La palabra casa puede traducirse en inglés por la palabra house. Pero la misma palabra casa entre dos que hablan castellano puede significar dos cosas diametralmente distintas. La democracia inglesa, por ejemplo, era para Conrad, que había visto a su padre luchar contra la opresión rusa, otra que para sus vecinos que no habían conocido otro sistema que aquel. Su obra es un parlamento donde cada cual se sienta a contar su historia. No se abstiene el narrador de juzgar, su ironía deja a la mayor parte de sus personajes en la más despiadada desnudez, pero no deja a nadie sin explicarse, sin derecho a un alegato, sin un momento de gloria, de luz, de inolvidable grandeza, incluso en su pequeñez.

Los dementes anarquistas que circulan por algunos de sus cuentos y novelas no buscan siquiera tener la razón, porque tienen algo mejor que eso, el instinto perfectamente polaco de Conrad para captar la belleza misma de morir y matar por pura estupidez. Conrad, como sus maestros isabelinos, coleccionaba deformidades, incluida la deformidad del heroísmo, la generosidad, la entrega. ¿Qué convirtió a Kurt en el monstruo de El corazón de las tinieblas? ¿Qué sabemos de lo que realmente sintió Amy Foster, la mujer que casi salva a un náufrago? ¿Nos interesaría el relato del anarquista resignado a su condena en los alrededores de Cayena si el capitán no se demorara páginas en describir su silencio? Capitanes que esperan el mañana, rebeldes que se resignan, duelos que se posponen para repetirse una y otra vez, Conrad mira a los hombres como mira a los tifones, la selva, o la malaria, o el absolutismo ruso, como fuerzas irrebatibles, como resultados inevitables de fuerzas secretas. Sus personajes no tienen psicología, sino destinos. Son ancestrales arcanos de la tribu. No pueden, no quieren cambiar el mundo, no pueden evitar sin embargo estrellarse muchas veces contra él. Lo hacen sin una queja, sin un ruego, como si su sola redención fuese la de convertir su destino en una obra de arte, en algo que se puede contar, mirar, admirar o detestar.

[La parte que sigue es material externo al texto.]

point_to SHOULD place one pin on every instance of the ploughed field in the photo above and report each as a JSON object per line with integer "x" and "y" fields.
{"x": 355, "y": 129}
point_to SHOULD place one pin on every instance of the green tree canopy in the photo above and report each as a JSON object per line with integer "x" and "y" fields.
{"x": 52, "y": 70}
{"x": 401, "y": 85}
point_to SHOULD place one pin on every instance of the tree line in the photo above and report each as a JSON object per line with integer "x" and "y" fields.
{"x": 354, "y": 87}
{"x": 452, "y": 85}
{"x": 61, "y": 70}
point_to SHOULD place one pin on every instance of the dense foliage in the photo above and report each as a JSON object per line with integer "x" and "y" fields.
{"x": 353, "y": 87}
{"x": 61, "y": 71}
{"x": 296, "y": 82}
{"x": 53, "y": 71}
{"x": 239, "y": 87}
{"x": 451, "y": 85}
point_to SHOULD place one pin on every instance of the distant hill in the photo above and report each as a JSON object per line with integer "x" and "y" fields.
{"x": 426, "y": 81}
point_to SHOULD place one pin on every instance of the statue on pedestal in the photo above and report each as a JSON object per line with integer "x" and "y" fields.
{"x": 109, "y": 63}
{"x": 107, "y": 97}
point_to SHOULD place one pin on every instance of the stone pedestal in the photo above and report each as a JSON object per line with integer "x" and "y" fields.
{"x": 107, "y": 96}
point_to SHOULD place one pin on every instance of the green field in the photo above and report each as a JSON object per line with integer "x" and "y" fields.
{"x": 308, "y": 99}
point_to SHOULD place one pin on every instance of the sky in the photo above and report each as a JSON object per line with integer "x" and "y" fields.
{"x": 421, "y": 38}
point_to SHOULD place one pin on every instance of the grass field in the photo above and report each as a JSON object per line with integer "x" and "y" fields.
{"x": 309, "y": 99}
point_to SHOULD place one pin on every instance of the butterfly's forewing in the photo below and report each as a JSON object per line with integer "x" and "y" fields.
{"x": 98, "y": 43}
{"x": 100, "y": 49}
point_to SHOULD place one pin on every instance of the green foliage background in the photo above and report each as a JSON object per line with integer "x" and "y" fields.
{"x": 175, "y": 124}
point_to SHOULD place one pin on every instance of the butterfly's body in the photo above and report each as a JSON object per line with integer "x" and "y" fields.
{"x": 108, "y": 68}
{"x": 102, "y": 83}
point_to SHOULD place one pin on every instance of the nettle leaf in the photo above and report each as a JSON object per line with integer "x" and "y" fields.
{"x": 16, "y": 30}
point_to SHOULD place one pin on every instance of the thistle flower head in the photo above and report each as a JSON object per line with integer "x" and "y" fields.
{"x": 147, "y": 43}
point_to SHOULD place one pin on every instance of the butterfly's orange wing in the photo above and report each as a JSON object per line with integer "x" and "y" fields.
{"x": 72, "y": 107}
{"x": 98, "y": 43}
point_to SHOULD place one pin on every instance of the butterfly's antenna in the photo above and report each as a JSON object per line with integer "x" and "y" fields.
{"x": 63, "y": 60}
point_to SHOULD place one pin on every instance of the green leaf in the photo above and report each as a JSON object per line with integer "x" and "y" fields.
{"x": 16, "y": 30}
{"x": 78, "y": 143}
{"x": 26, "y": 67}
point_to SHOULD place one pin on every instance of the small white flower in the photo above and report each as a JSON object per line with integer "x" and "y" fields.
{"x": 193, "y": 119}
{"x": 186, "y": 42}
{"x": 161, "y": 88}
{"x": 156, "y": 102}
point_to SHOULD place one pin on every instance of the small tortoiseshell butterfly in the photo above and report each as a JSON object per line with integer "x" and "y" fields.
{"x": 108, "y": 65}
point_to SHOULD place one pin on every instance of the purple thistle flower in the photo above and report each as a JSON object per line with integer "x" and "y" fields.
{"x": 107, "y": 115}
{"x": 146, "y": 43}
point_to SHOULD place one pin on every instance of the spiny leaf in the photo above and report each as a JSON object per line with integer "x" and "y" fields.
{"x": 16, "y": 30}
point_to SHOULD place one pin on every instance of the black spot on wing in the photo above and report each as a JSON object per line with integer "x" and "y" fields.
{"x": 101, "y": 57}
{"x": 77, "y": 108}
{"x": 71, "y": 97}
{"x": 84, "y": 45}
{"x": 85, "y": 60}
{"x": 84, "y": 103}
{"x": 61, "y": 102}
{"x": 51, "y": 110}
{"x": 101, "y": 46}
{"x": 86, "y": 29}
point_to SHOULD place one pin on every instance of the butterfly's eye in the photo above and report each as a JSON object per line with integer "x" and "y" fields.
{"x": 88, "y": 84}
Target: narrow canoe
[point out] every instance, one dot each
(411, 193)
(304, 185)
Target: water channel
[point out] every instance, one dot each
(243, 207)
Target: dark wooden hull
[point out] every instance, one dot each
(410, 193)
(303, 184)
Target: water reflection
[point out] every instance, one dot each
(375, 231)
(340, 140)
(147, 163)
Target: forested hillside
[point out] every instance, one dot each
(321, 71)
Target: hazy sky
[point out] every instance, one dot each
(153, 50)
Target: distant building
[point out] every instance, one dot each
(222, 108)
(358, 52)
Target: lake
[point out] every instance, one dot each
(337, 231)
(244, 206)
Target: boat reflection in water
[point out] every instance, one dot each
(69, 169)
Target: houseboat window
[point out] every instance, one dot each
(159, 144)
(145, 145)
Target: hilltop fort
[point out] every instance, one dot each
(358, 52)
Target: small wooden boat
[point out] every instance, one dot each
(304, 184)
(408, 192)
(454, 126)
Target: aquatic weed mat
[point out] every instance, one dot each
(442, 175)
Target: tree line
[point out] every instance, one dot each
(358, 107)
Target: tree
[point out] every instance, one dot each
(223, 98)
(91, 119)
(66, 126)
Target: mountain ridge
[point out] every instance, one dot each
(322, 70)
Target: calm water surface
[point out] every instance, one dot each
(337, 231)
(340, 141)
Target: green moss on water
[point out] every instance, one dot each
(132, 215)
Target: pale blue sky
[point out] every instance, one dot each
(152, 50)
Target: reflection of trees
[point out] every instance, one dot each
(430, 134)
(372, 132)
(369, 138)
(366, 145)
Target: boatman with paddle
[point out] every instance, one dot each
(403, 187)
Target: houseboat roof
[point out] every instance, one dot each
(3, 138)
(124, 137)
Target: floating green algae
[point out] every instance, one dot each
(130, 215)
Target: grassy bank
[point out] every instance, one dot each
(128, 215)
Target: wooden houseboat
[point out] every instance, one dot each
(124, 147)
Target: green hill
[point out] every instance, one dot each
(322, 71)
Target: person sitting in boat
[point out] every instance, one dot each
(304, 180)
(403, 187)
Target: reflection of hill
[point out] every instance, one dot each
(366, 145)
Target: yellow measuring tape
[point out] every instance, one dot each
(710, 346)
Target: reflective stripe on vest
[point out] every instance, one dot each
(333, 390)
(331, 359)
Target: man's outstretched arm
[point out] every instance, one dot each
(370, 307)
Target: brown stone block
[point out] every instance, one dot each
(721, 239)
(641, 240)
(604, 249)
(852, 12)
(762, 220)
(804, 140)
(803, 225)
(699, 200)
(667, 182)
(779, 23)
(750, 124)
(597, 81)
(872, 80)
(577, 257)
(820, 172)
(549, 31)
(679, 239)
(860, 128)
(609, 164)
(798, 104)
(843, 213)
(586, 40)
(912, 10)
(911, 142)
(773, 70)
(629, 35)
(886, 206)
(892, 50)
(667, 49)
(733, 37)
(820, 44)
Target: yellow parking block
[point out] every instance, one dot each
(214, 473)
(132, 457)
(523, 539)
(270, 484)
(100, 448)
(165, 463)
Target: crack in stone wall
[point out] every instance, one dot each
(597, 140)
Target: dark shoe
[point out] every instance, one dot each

Joseph Conrad venía de un mundo donde el honor era algo palpable y la muerte algo que no debía asustar a nadie. El ajuste, la contorsión, la dificultad y la maravilla de su estilo no se basan en la pérdida del polaco natal por el inglés de adopción, sino en la traducción de problemas y personajes contemporáneos al mundo moral y mental del barroco, el último gran momento de la cultura polaco (antes del romanticismo del que es la vez hijo, víctima y juez). Conrad no escribe, traduce al idioma democrático y burgués una visión feudal del mundo, en que los hombres son acosados por demonios interiores y exteriores y donde es aún un arte contar historias para ilustrar cuál es la frontera entre el valor y el miedo, cuando la juventud se vuelve madurez.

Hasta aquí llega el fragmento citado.